Linux Kernel Crashes under 260.19.21 Investigating Linux Kernel Crashes

Sarnath · December 19, 2010, 2:55pm

Oh my God! This is crazy! Thanks for posting it!

I will try it this week on my linux box running Ubuntu 9.04 and 3.2 driver/toolkit.

cudesnick · December 20, 2010, 7:22am

I would certainly love to hear how your experiment went.

If my “crash test” fails to crash your box, do you mind also stressing the disk a bit while running the test? Smth. like yes > some-file.txt in a different xterm window would probably do. I have a feeling that the crash is related to heavier disk activity.

It goes without saying, if “successful”, such testing might cause file system corruption. I haven’t observed anything of this kind, though.

Sarnath · December 20, 2010, 7:28am

Sure, I will do it this week. We have some activities lined up for first part of the week.

Will update you before Christmas :-)

cudesnick · December 21, 2010, 6:00am

Thinking of above, I tried different power cabling configurations and also found an extra plug in the motherboard to supply some kind of optional PCIE power through the standard old drive connector, so I plugged it in. Still same reboots.

I was looking at “Thermal Settings” tab within nvidia-settings utility and noticed that the reboot often happens when the GPU Internal temperature goes above 80degC and board (presumably GPU board) temperature goes above 55degC. At the same time, I’ve never seen the GPU fan speed go above 55%, as displayed in the same window.

Hence a couple of questions:

Could you please report what kind of GPU Internal and GPU board temperatures you normally see when running intense GPGPU applications, e.g. an example from CUDA SDK in a loop? Nvidia-settings utility offers an easy way of checking this out. Referencing the GPU card make and model would help.
If the board gets hot, what fan speed are you observing (it also is reported by nvidia-settings)?
What’s the GPU thermal shutdown threshold if there is any?

Thanks!

cudesnick · January 18, 2011, 4:23am

OK, I have more unpleasant surprises to report.

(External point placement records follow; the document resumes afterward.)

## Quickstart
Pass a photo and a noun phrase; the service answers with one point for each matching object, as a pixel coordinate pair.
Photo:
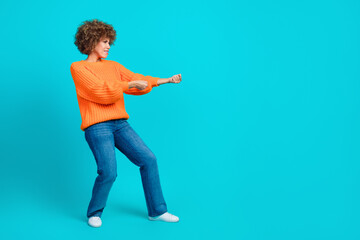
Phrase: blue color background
(259, 141)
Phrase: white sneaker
(95, 221)
(166, 217)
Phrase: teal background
(259, 141)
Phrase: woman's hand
(175, 79)
(139, 84)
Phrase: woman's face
(102, 48)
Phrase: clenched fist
(175, 79)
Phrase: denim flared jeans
(103, 138)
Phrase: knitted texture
(100, 88)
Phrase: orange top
(100, 87)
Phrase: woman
(100, 85)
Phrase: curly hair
(90, 33)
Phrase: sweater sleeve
(91, 87)
(127, 75)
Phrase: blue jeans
(103, 138)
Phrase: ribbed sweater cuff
(126, 86)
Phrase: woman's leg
(101, 141)
(131, 145)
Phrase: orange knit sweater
(100, 87)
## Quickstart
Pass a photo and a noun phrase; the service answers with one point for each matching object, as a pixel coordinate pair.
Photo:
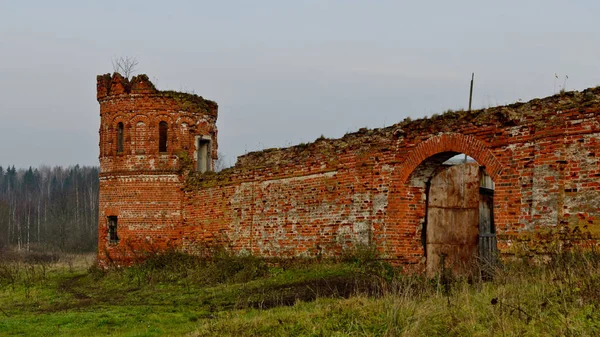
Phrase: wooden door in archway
(452, 225)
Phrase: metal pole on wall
(471, 92)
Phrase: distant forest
(49, 209)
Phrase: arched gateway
(391, 188)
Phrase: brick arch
(451, 142)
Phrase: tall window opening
(203, 151)
(112, 230)
(162, 137)
(120, 137)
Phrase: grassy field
(179, 295)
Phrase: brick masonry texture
(320, 198)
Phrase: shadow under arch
(443, 147)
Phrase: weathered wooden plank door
(488, 250)
(452, 231)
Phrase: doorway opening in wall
(113, 237)
(458, 230)
(203, 154)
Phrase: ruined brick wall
(369, 186)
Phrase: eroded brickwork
(367, 187)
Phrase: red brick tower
(146, 135)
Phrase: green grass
(178, 295)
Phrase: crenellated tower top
(147, 130)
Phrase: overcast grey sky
(283, 72)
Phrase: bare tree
(125, 66)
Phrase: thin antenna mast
(471, 92)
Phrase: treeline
(49, 209)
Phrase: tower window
(162, 137)
(120, 137)
(203, 151)
(112, 230)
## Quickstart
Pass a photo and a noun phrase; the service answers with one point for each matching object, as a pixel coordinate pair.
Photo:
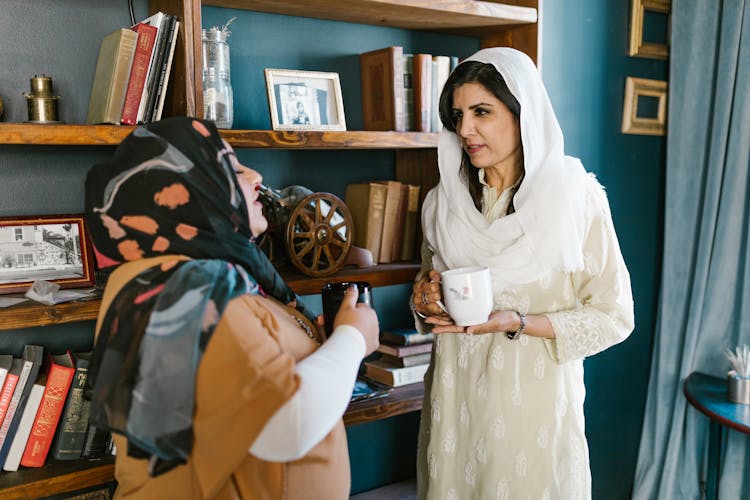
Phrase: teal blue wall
(584, 66)
(384, 451)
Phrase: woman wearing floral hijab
(503, 409)
(206, 368)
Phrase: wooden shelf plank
(55, 477)
(58, 477)
(353, 139)
(380, 275)
(29, 313)
(54, 134)
(458, 16)
(404, 399)
(112, 135)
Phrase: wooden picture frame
(54, 248)
(632, 122)
(638, 47)
(305, 100)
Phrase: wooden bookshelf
(112, 135)
(463, 17)
(29, 313)
(404, 399)
(55, 477)
(64, 476)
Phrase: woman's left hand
(499, 321)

I’ve bought another EVGA card, GTX570 superclocked (I’ve seen reports that superclocked cards are built around better chips), in hope that the particular sample of EVGA GTX470 card I used in my previous tests was bad. Here’s what I see:

I installed my new GTX570 alone into the motherboard (i.e. I removed my old GTX470). I found GTX570 to be LESS stable than my old GTX470: it takes even fewer iterations of BlackSholes code from the SDK (in a way documented a few posts above) to reboot the computer. The executable did not change since the previous test.
If two cards GTX570 and GTX470 are inserted into the motherboard, and one instance of BlackSholes code runs on GTX570, while GTX470 stays idle, then the computer always reboots during the first invocation of the code. This means I have a fully reproducible crash case caused by the invocation of SDK code on my system.
I cannot run two instances of my custom CUDA code on two different cards. This causes an almost instant reboot.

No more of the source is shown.